Krista Ogle, Director of Internal Audit at Energizer, encouraged company auditors to use presence, instant messaging, and collaboration software to instantly communicate with colleagues from remote locations, post findings to collaboration sites, and reduce the travel time and cost of audits. Audit managers at headquarters can keep abreast of audit progress almost in real time, rather than waiting for end-of-day reports.
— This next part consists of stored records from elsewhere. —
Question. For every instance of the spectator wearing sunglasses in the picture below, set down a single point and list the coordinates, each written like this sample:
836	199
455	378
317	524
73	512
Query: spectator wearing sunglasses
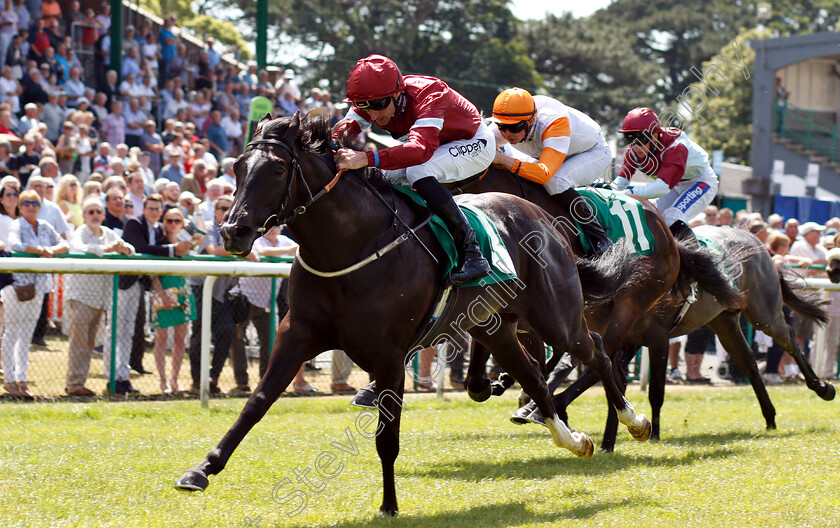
556	146
88	297
684	182
447	142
By replacing its command-and-control management style with one that provides both information and analytical tools to hundreds of “difference-makers” on the front lines, Energizer has seen significant improvements in business planning and forecasting. “Over the last five years, our stock price has skyrocketed and we’ve been able to make two major acquisitions: Schick Wilkinson Sword and Playtex Products,” Benz says. “People have made this happen. We’re building a culture of empowerment in which people make decisions, and creative ideas surface from the bottom up. Every day, people come to work knowing that they can make a difference to the business. That changes the culture in a very profound way.”
Seven Thousand Heads Are Better Than One
By empowering every employee with “everything we have,” Energizer is boosting each individual’s productivity by a few minutes to an hour per day—and multiplying those gains by 7,800. Perhaps more importantly, Energizer is bringing the intelligence and ideas of talented employees all over the world to bear on market challenges. “Having people put their ideas together to solve a problem is better than trying to solve it individually,” Tschannen says. “We’ve made it easy for employees to find one another and the information they need, work together efficiently, communicate results convincingly, and move quickly once decisions are made.”
Today, Energizer is better able to embrace what’s coming and keep its business ahead of the curve by using familiar, trusted software that empowers employees in everything they do. “Microsoft software helps keep us nimble,” Benz says. “We don’t know what the future holds, but we know the challenges will be tough because they always have been. We think we’re in good shape, because we’ve given the best possible capabilities to the largest number of users so that everyone can contribute effectively.”